They have done something to sliders!
After not having even thought about White Castle for years, reading this thread caused me to begin "Jonesing" for an onion-steamed, 1 oz. square of questionable parentage served on a stale but steamed undersized dinner roll.
Unable to resist the siren song any longer, I succumbed and drove through the pick up lane at Harlem and Milwaukee last evening, leaving with a Crave case of cheeseburgers, two orders of onion rings, one order each of chicken rings and mozzarella sticks and a bathtub-sized sweet tea, ( my significant other was assisting me in the research, ergo the additional onion ring and sweet tea).
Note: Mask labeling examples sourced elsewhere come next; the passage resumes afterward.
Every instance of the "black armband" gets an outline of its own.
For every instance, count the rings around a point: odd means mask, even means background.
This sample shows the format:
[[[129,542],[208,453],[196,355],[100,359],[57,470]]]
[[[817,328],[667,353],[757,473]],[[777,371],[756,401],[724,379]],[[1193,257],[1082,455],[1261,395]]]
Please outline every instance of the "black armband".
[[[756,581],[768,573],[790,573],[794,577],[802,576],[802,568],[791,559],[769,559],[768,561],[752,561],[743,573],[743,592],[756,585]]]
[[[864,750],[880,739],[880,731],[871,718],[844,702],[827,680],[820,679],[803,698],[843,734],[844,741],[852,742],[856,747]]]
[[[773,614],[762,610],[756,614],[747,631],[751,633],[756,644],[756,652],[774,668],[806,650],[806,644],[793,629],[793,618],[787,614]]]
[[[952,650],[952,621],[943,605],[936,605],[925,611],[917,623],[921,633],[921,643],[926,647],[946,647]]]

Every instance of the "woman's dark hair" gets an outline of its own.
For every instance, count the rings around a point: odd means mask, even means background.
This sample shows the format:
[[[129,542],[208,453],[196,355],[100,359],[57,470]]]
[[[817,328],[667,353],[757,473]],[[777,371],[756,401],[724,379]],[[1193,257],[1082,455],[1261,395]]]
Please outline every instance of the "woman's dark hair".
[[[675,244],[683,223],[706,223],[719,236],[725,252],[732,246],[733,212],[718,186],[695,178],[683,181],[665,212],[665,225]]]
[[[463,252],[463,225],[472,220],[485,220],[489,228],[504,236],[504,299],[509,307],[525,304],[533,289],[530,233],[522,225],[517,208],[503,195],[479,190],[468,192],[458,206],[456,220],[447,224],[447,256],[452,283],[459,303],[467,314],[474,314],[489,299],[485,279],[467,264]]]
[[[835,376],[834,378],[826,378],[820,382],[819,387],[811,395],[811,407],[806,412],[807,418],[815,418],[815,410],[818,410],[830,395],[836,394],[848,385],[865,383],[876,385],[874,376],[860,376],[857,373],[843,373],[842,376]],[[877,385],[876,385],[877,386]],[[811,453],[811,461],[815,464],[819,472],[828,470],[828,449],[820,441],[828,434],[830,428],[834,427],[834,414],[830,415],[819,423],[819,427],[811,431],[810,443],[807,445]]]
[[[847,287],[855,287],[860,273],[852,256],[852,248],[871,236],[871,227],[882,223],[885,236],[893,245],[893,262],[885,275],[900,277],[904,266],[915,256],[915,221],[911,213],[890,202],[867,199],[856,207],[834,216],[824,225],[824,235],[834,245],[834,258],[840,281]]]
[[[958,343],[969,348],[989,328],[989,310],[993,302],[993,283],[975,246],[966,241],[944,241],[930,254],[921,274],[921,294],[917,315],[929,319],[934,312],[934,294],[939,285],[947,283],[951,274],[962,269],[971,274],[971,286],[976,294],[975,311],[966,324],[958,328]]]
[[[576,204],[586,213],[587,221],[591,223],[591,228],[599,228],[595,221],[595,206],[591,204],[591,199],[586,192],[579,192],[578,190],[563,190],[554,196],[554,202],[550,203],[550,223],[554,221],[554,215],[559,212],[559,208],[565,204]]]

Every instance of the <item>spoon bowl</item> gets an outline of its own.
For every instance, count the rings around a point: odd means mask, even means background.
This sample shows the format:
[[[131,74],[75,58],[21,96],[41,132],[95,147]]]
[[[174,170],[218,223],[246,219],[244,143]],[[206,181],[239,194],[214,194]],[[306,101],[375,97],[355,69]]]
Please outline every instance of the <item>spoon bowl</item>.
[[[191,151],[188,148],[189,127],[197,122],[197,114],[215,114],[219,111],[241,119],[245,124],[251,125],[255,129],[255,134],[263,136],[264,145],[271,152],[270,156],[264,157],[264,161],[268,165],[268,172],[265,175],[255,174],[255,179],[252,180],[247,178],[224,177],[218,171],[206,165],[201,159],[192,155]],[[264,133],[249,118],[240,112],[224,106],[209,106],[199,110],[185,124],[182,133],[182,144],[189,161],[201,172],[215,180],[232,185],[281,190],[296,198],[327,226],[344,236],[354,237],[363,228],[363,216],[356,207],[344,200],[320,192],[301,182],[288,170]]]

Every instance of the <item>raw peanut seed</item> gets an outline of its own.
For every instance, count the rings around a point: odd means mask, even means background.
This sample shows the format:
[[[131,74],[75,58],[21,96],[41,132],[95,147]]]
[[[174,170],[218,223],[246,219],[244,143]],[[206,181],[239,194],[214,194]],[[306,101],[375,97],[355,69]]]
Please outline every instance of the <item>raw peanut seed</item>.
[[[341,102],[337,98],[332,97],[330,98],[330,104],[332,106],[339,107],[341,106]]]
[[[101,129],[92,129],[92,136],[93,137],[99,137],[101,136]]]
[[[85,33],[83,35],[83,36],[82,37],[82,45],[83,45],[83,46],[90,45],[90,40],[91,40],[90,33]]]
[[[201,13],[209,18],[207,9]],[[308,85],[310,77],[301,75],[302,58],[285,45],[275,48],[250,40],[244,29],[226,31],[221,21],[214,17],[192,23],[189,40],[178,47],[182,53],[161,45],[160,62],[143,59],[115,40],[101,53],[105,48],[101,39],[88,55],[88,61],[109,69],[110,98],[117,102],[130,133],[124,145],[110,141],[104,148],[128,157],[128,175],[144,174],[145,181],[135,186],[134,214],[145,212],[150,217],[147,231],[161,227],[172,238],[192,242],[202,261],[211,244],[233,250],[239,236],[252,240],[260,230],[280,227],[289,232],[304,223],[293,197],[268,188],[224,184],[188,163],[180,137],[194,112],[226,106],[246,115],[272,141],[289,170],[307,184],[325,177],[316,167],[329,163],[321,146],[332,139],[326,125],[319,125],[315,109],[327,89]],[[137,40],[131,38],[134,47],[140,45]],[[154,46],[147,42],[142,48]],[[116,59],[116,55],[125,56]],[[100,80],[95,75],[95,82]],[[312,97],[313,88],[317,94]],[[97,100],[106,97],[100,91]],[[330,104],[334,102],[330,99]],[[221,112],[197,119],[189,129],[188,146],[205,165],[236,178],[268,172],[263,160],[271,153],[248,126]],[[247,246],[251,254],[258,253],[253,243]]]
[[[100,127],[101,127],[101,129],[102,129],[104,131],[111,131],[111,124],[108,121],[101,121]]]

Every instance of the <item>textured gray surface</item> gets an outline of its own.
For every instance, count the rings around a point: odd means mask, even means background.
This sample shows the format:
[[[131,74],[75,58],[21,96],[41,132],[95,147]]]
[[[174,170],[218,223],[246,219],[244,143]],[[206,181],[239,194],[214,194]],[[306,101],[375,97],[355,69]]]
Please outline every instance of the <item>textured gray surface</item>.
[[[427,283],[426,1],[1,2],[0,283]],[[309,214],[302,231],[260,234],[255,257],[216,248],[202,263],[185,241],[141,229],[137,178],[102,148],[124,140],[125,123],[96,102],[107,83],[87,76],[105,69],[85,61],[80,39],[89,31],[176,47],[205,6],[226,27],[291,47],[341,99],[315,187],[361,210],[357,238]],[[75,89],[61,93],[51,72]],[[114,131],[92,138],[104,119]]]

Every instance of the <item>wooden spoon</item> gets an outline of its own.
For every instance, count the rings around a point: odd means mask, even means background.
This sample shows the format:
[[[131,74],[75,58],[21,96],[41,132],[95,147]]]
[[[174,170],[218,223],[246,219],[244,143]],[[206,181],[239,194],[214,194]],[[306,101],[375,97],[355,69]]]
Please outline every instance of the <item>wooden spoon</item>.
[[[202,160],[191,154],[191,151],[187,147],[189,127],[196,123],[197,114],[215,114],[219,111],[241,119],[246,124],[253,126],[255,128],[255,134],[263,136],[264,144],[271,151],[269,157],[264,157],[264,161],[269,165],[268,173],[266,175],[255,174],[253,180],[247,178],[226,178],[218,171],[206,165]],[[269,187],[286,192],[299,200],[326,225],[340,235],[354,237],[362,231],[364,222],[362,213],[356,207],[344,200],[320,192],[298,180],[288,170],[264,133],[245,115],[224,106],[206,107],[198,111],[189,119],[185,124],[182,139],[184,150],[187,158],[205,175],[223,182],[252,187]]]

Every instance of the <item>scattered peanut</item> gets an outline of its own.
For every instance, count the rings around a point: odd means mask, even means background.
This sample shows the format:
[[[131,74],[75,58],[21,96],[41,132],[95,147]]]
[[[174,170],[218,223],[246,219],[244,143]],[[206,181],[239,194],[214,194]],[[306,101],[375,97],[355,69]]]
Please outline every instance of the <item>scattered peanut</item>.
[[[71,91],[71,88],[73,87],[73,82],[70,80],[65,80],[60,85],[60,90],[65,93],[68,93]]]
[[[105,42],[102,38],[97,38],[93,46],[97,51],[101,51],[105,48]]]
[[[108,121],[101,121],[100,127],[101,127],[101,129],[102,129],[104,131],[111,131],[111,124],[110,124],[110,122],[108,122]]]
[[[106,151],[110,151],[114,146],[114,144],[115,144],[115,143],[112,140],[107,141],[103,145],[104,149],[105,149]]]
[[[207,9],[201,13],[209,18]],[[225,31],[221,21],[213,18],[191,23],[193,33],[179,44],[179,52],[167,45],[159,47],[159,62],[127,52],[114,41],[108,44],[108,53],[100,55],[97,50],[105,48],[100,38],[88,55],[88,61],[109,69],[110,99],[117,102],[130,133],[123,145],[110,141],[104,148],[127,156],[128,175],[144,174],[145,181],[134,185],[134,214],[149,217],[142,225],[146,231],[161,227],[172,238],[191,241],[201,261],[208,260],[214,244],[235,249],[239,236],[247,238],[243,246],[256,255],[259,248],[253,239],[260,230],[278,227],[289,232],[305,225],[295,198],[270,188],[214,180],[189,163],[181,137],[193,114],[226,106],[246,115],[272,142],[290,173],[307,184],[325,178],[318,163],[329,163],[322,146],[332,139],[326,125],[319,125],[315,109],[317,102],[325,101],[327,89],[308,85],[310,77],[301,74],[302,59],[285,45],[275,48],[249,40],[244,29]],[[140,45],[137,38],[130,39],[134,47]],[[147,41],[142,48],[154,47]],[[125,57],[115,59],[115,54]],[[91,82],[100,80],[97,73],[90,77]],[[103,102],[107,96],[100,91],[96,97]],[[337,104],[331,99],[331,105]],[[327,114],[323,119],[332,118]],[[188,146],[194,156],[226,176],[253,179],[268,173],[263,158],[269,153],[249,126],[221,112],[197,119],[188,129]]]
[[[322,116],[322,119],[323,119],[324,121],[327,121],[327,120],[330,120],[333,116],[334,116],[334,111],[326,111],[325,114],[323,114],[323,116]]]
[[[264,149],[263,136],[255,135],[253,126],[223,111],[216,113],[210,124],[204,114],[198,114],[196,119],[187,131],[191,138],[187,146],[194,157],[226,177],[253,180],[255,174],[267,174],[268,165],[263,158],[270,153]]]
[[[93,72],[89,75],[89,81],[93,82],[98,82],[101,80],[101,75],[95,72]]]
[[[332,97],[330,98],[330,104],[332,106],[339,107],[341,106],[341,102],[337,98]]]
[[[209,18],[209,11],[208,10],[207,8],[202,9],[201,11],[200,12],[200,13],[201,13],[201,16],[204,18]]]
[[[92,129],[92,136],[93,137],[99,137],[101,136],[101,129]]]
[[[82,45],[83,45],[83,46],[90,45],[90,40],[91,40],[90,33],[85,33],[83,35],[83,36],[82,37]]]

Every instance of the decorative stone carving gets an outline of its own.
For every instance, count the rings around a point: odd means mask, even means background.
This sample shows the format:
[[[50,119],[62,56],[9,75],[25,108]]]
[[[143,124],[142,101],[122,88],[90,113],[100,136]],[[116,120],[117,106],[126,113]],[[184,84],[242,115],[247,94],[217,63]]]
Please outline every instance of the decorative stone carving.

When I returned to Castella de Burpo, we sat at the dining room table and began our epicurean adventure.
Wanting to make the anticipation last, I started off with the chicken rings. I am less than impressed. The breading is O.K. and the flavor of the chicken pudding of which the product was constituted was passable, but I couldn't get the picture out of my mind that, due to the shape, I was consuming the anus of six chickens. I will not repeat this error as it had the effect of being an anti-appetizer, which could possible explain the "Meh" reaction I had to the balance of the repast.
I progressed to the mozzarella sticks, which, when dipped in the little plastic tub of non-descript marinara sauce, were a passable approximation of sleazy bar snacks used to increase the consumption of PBR. Acceptable for what they were, I had a couple but could control myself no longer and retrieved six little square boxes of joy from the crave case.
With the trembling anticipation of a high school boy knowing that he was finally gonna get lucky, I removed one of the small steaming squares from its' protective cardboard raincoat and, with the old Heinz ketchup commercial take-off of the song "Anticipation" running through my addled mind, bit off half of the slider and began to chew. The texture was as I remembered. The mooshyness of the bun/roll balanced with the slightly tart piquancy of the Chipco hamburger dill coin. The slightly gummy texture of the onion-steamed "meat" patty was a familiar old friend... but "something" was wrong. There were less of the microscopic onion dice scattered throughout my mouth than I expected, and the sweet bite of the onion was but a wisp of what once was. The small cheese square tasted like, well, cheese. I lacked the oniony unctuous mucilaginous mouth feel and flavor of my childhood.
Only the onion rings had the familiar old oil, burnt coating bits flavor profile reminiscent of summer nights tooling around in my buddys' 1951 Chrysler "woody" convertible hoping to pick up a couple of cuties in pedal pushers and tight "T" shirts.
Sadly, like those high school gals of yesteryear, the quick fling from White Castle didn't deliver the goods.
In the past, after consuming sliders, it was a given that during the journey through my alimentary canal, there would be the production of enough methane to amuse my crowd of teenaged male friends by lighting our own flatus eruptions with our Zippos' with the wick pulled out far enough to produce a five foot flame. Even after consuming six sliders and a large order of onion rings there was no seismic gastric activity whatsoever. Nothing. Nada. Not even a small toot.
I guess it is, in fact, a truth. You can't go home again.
You can't prepare for a disaster when you are in the midst of it.
A sensible man watches for problems ahead and prepares to meet them. The simpleton never looks, and suffers the consequences.